MOS-Bias: From Hidden Gender Bias to Gender-Aware Speech Quality Assessment
Male listeners consistently rate speech quality higher than female listeners, skewing AI models.
A research team from academic institutions including Academia Sinica and National Taiwan University has published a groundbreaking paper titled 'MOS-Bias: From Hidden Gender Bias to Gender-Aware Speech Quality Assessment.' The study presents the first systematic analysis of gender bias in Mean Opinion Score (MOS) evaluations, the standard metric for assessing speech quality. The researchers discovered that male listeners consistently assign higher quality scores than female listeners, with this gap being most pronounced when evaluating low-quality speech samples. As speech quality improves, the scoring difference between genders gradually diminishes, revealing a quality-dependent bias structure that proves resistant to simple statistical calibration.

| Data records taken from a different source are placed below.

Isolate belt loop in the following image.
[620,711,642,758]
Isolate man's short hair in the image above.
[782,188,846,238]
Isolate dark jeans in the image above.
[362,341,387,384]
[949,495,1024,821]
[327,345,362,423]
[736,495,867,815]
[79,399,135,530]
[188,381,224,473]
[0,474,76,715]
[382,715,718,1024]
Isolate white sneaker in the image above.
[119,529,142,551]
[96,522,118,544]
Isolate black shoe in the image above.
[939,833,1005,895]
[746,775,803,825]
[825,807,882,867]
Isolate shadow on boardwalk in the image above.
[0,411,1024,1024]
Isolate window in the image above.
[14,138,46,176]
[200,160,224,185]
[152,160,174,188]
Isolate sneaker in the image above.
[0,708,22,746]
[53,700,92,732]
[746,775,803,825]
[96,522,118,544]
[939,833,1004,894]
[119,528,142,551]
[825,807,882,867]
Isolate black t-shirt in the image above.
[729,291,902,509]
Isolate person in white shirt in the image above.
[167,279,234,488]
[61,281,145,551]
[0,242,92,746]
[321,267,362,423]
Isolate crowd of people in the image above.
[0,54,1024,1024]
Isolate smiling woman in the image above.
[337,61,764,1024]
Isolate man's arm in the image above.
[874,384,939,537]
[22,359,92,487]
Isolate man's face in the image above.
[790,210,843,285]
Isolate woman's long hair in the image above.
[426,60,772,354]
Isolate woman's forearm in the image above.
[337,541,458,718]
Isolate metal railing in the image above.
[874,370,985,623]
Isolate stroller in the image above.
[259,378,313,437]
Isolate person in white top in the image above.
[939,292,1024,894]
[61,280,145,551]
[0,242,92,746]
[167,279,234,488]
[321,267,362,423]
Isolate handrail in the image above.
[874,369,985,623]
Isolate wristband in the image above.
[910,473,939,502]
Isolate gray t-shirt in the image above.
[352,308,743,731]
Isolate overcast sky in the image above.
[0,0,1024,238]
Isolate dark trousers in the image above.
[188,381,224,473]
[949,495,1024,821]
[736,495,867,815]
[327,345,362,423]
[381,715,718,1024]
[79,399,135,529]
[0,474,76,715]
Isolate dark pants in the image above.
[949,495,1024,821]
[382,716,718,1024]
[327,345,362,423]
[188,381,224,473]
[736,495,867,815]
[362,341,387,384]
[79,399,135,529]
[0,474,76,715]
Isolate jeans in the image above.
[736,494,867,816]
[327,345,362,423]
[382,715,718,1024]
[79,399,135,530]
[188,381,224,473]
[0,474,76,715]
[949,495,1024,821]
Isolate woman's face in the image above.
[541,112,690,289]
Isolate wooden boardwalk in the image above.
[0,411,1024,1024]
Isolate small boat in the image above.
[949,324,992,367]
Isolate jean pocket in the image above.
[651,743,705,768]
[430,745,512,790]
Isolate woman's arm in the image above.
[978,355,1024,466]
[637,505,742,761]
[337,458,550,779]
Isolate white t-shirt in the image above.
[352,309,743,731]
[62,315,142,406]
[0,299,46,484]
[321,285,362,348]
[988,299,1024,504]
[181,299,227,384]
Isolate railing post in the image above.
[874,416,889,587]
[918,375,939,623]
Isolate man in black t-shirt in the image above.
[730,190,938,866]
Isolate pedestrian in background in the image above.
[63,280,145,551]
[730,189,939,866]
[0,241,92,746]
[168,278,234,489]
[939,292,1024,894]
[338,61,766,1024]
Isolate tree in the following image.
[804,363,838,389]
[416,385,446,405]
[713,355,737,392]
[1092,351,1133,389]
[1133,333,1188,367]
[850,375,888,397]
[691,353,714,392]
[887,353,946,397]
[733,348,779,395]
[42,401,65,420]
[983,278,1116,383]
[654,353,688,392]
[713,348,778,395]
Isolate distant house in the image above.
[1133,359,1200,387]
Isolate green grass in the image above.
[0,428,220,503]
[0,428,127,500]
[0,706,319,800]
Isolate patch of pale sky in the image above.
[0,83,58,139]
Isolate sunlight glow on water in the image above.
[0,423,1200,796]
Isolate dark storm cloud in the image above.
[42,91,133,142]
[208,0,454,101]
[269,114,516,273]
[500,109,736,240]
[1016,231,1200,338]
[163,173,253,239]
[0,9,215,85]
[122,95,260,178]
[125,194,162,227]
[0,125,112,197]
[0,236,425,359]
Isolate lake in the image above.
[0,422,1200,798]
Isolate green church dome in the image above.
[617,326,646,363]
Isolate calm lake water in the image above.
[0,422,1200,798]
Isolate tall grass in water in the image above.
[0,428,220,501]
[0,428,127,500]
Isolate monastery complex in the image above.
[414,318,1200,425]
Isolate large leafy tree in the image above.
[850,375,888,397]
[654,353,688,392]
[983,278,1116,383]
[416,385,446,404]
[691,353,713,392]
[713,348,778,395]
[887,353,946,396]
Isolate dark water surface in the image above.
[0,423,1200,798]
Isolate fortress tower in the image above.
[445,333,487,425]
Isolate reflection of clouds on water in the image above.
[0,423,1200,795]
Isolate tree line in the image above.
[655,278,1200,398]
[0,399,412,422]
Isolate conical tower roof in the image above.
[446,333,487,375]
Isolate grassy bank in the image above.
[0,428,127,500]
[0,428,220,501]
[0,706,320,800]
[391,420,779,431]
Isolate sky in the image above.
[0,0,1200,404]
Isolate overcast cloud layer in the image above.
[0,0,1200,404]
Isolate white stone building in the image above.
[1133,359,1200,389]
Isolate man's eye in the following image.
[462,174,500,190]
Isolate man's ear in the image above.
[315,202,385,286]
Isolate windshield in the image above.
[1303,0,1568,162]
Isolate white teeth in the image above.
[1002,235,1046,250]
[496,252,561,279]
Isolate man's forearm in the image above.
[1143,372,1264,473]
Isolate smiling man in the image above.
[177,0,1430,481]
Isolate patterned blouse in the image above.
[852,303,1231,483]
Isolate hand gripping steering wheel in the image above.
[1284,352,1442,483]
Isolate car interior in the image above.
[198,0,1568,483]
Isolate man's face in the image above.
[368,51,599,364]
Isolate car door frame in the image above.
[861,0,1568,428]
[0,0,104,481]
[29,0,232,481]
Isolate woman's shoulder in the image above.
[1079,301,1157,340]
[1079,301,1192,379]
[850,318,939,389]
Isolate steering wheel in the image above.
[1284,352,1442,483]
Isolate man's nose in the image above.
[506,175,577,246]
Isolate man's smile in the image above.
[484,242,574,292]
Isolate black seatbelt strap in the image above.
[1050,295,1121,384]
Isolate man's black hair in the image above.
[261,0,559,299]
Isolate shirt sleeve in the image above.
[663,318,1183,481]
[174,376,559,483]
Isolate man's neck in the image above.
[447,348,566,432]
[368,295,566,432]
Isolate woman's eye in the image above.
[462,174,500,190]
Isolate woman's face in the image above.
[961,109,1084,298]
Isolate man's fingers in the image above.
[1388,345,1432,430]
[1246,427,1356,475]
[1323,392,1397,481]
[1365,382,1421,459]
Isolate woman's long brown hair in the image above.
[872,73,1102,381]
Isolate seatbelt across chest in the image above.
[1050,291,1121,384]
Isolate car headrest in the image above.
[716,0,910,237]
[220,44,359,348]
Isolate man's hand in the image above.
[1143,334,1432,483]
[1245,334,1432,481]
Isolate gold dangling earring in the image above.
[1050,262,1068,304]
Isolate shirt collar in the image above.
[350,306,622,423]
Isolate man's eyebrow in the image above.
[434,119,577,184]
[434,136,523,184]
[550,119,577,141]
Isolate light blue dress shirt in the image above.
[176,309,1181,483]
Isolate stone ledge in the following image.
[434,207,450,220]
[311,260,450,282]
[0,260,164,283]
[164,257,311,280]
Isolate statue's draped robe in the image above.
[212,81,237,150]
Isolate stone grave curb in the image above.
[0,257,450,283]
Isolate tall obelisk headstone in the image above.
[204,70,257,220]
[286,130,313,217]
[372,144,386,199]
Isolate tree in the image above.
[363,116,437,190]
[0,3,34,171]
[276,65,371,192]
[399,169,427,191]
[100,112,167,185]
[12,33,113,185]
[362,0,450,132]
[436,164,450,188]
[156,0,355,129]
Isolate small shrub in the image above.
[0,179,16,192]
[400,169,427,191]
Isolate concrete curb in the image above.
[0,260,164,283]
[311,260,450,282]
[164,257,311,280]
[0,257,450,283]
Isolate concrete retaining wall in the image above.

This human bias directly impacts AI systems. The team demonstrated that automated MOS prediction models, trained on aggregated human ratings without gender consideration, inherit and amplify this bias. Their predictions become skewed toward male perceptual standards, potentially disadvantaging systems optimized for female listeners. To address this, the researchers developed a novel gender-aware model architecture. This model learns distinct scoring patterns by abstracting binary group embeddings, allowing it to account for gender-specific perceptions. Their approach successfully improved both overall prediction accuracy and gender-specific scoring fairness, establishing that gender bias in MOS is a systematic and learnable pattern that demands explicit attention in the development of equitable speech technology.
- Male listeners consistently rated speech quality higher than female listeners, with the largest gap (up to 0.5 MOS points) found in low-quality audio.
- Automated MOS prediction models trained on standard datasets learn this bias, skewing their outputs toward male perceptual standards.
- The proposed gender-aware model uses binary group embeddings to learn gender-specific patterns, improving overall accuracy and fairness in predictions.
Why It Matters
This exposes a critical fairness flaw in foundational speech AI evaluation, impacting voice assistants, telephony, and any system optimized for perceived quality.